A warm front over Western Washington will shift north into British Columbia this afternoon and into the evening. A weak cold front will move through the area Thursday morning. High pressure will build over the area on Friday through Sunday. Winds. Today: SE wind 15 to 25 kt rising to 25 to 35 kt in the afternoon. Wind waves 2 to 4 ft building to 4 to 6 ft in the afternoon. Rain in the morning then a chance of rain in the afternoon. Tonight: SE wind 20 to 30 kt. Wind waves 3 to 5 ft. A chance of rain in the evening then rain likely after midnight. Tomorrow: SE wind 15 to 25 kt easing to 5 to 15 kt in the afternoon. Wind waves 2 to 4 ft subsiding to 2 ft or less in the afternoon. Rain in the morning then a slight chance of showers in the afternoon. Tomorrow Night: E wind to 10 kt. Wind waves 1 ft or less.

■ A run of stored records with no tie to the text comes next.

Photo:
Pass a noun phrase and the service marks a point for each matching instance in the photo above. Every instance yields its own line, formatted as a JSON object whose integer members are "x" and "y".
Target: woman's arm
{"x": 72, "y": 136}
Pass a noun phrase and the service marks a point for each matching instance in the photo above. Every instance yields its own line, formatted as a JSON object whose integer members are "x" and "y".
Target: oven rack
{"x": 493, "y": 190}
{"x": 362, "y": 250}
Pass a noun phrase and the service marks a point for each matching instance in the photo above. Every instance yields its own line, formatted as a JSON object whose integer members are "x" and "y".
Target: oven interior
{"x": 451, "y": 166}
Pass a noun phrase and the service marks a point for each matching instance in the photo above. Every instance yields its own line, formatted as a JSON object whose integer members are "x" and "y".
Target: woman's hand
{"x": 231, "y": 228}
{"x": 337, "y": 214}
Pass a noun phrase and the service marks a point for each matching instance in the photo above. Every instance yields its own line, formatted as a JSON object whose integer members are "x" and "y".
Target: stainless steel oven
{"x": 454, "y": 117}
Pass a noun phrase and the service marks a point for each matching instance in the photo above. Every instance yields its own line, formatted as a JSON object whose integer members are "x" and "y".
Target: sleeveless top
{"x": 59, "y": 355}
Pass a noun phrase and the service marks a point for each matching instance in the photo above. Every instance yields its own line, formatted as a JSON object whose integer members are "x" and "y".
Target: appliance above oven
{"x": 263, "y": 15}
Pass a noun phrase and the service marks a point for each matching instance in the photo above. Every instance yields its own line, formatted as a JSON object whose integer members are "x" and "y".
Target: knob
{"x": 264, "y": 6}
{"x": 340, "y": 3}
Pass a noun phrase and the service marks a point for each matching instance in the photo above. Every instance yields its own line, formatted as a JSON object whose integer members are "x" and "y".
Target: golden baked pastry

Emergency Management Tips and Reminders
Winter travel can be extremely dangerous. Cold temperatures, snow, ice are only a few of the hazards you can encounter when traveling in the the Winter. Some of the things you should consider are as follows:
Have your car checked to make sure all parts are in good working order. Tires should have good tread, all lights should be working, and windshield wipers should be changed if they do not provide a clean sweep of moisture on the windshield.
If there is snow on your vehicle, clean as much snow off your vehicle as possible. Windows should be completely clean for maximum visibility. Snow left on the hood of your vehicle can blow across your windshield and fog or cloud up inside due to the temperature change (another reason to clean all snow off your vehicle). Headlights, brake lights, direction lights, etc. should all be clean again to make other drivers see you and know your intentions.
Make sure you have a Winter Safety Kit in you car that contains: flashlight with extra batteries, cell phone and charger, extra blanket and clothes, high-energy food and water, games to keep children occupied, small shovel, sand or mat for traction if you encounter icy conditions, among other things deemed necessary.
If you are running your car to remain warm, remember to leave a window open to prevent a build-up of carbon monoxide.
Before leaving on a trip, call ahead and let someone know the time you are departing and your route of travel. Likewise, upon arrival at your destination, let contact know you have arrived.
Information concerning face coverings and other protective actions can be found on the Whatcom County Health Department Website.
These Daily Briefings on Incidents, Advisories, Watches and Warnings, current weather and Emergency Management tips are published Monday through Friday, as well as during times of increased awareness or actual events.